Reputation: 194
my problem is CUDA memcpy copying back from device to host. My program uses GUI written in C# + CUDA wrapper class and core cuda logic written in cudaC.
This is the main code in c# responsible for starting everything:
int[] imgData = srcImg.RgbData8bitInt;
int[] patData = pattern.PatternData;
int[] maskData = pattern.MaskData;
int[] Accumulator = new int[srcImg.Width * srcImg.Height];
IntPtr A_dev = CUDA.MallocInt(srcImg.Width * srcImg.Height);
IntPtr Img_dev = CUDA.MallocInt(imgData.Length);
CUDA.MemcpyToDevice(imgData, Img_dev, imgData.Length);
IntPtr Pat_dev = CUDA.MallocInt(patData.Length);
CUDA.MemcpyToDevice(patData, Pat_dev, patData.Length);
IntPtr Mask_dev = CUDA.MallocInt(maskData.Length);
CUDA.MemcpyToDevice(maskData, Mask_dev, maskData.Length);
int gridSizeX = (srcImg.Width - pattern.Image.Width) / 256 + 1;
int gridSizeY = srcImg.Height - pattern.Image.Width;
int imageWidth = srcImg.Width;
CUDA.Execute(status, gridSizeX, gridSizeY, A_dev, Img_dev, Pat_dev, Mask_dev, imageWidth);
CUDA.SynchronizeContext();
CUDA.MemcpyToHost(Accumulator, A_dev, Accumulator.Length);
Btw. the CUDA.SynchronizeContext() is wrapper for cudaThreadSynchronize();
The problematic part is the last line, responsible for copying values from device back to host.
[DllImport(dllPath, CharSet = CharSet.Ansi, SetLastError = true, CallingConvention = CallingConvention.StdCall)]
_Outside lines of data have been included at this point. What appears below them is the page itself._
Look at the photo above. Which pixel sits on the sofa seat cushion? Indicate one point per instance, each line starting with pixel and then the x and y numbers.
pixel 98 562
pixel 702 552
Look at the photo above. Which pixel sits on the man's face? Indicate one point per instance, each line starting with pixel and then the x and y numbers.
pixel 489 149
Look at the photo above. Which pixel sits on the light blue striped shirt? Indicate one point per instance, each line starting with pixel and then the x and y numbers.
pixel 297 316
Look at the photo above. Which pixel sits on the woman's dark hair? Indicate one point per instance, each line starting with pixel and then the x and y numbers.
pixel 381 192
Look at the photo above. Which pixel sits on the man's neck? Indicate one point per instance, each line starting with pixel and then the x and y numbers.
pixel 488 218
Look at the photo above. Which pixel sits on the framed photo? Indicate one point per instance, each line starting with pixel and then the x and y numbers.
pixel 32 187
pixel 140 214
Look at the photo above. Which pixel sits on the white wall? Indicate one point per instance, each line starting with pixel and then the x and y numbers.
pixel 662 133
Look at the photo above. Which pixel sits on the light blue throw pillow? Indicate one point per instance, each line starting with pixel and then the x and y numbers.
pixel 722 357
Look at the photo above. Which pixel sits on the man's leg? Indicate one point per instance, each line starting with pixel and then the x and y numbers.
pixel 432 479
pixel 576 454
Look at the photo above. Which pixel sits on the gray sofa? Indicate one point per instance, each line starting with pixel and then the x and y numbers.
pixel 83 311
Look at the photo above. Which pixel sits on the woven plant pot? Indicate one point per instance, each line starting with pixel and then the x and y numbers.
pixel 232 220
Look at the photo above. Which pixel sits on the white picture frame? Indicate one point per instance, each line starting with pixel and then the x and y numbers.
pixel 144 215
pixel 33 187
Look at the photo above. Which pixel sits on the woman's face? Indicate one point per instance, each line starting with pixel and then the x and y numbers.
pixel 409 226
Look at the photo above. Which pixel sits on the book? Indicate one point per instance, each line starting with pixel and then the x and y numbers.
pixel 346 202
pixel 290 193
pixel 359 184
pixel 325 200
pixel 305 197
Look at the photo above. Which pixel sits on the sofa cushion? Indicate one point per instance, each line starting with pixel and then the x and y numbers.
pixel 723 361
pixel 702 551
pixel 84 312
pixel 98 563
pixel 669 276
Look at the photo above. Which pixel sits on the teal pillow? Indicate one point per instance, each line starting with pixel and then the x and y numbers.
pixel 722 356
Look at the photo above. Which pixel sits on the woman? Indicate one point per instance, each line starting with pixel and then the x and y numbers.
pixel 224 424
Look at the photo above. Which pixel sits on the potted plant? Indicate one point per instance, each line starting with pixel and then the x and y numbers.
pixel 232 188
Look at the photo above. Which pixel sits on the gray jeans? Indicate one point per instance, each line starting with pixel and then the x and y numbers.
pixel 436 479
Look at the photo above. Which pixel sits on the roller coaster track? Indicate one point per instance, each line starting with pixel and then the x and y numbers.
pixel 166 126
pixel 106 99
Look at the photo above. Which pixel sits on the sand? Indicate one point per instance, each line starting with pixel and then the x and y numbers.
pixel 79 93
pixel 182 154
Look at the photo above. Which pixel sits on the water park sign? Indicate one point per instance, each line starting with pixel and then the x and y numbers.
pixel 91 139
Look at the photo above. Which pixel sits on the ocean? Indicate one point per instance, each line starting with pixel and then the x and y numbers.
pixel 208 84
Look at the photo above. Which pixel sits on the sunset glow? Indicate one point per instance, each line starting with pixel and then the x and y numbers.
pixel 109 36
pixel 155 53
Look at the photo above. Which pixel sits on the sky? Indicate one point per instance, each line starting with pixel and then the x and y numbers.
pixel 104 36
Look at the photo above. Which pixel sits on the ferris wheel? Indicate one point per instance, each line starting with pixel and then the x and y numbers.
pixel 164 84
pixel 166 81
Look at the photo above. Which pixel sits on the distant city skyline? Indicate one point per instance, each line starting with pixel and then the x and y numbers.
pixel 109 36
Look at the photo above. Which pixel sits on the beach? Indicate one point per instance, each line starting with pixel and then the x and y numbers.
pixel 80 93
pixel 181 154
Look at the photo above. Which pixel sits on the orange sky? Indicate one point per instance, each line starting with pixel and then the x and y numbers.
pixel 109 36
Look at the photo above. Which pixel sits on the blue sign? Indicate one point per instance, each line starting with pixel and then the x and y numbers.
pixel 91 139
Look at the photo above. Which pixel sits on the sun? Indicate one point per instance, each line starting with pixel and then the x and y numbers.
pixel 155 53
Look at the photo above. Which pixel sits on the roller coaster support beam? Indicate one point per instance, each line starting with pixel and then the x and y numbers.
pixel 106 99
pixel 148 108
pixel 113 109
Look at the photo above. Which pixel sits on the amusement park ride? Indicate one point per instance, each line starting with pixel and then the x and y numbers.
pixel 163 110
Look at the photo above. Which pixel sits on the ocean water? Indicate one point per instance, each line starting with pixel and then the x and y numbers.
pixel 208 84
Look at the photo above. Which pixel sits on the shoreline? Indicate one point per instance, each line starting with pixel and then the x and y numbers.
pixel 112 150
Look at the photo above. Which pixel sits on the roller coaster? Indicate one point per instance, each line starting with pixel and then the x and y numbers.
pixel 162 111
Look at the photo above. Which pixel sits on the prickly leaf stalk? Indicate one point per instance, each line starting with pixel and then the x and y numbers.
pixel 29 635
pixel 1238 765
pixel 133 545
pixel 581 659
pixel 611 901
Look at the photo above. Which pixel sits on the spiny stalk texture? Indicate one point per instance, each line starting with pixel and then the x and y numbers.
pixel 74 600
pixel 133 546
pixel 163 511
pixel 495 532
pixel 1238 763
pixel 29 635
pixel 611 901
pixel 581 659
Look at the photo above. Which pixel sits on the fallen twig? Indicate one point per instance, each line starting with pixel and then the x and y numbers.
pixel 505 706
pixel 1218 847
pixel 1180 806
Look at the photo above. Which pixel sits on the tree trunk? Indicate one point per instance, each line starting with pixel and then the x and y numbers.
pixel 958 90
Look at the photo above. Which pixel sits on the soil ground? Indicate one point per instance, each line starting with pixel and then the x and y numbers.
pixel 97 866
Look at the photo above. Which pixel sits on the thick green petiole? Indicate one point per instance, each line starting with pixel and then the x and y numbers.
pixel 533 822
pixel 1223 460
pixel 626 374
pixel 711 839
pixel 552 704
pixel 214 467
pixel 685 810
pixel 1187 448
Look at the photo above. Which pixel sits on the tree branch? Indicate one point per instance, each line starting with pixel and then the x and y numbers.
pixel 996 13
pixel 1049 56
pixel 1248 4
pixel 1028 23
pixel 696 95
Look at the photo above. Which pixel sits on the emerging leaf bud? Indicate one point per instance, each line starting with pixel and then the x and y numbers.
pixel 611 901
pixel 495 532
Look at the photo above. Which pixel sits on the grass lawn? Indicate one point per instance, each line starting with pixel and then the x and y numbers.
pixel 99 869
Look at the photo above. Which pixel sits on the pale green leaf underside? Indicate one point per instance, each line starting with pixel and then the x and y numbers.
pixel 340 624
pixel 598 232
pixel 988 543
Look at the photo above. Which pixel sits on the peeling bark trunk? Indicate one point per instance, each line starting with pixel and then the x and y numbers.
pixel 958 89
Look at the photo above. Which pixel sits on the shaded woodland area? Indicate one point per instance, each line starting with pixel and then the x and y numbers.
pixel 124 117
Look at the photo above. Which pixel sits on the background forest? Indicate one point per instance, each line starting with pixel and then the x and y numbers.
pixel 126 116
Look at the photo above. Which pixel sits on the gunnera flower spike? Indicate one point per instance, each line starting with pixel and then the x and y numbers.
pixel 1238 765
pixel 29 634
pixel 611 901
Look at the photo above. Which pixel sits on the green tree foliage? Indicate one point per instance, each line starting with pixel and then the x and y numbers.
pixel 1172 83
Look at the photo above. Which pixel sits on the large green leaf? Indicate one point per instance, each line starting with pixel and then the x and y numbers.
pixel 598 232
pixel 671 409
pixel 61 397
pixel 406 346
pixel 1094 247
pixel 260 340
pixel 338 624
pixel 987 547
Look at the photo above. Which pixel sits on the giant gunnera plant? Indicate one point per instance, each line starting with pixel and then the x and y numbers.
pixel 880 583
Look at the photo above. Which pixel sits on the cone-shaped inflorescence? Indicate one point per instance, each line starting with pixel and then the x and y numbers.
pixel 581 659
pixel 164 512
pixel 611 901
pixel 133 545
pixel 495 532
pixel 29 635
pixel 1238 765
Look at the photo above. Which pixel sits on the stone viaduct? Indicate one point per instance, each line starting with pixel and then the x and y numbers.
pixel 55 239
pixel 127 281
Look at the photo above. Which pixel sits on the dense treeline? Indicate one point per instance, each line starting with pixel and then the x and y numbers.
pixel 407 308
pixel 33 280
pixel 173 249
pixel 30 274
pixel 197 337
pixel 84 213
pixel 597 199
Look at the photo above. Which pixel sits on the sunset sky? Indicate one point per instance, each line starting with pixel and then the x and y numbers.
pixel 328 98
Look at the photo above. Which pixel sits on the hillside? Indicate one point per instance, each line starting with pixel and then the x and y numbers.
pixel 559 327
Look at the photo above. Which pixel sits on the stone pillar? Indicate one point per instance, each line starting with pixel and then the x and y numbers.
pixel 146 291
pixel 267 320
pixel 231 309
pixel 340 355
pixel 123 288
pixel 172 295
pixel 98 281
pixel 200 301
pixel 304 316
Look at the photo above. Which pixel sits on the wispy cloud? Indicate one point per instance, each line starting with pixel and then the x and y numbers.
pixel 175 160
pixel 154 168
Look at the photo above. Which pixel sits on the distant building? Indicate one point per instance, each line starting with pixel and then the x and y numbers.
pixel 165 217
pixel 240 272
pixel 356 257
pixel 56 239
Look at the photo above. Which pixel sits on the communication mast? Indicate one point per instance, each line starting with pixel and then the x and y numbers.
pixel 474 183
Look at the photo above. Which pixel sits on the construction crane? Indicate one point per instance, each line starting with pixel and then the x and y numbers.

private static extern int memcpyToHost(int[] srcPtr, IntPtr devPtr, int size);
extern "C" int __declspec(dllexport) __stdcall memcpyToHost(int* host, int* dev, int size)
{
if (dev == 0) return 1;
cudaError_t status = cudaMemcpy(host, dev, size * sizeof(int), cudaMemcpyDeviceToHost);
if (status == cudaSuccess)
return 0;
else
return 1;
}
The error status i'm getting while debugging is: cudaErrorInvalidValue
Allocating memory and copying to device seems ok, i've debugged. I'm completly at loss here, maybe someone encountered similar problem?
EDIT: SOLVED See comments
Upvotes: 0
Views: 688
Reputation: 194
The issue was cudaDeviceReset(); placed right after kernel call.
Upvotes: 1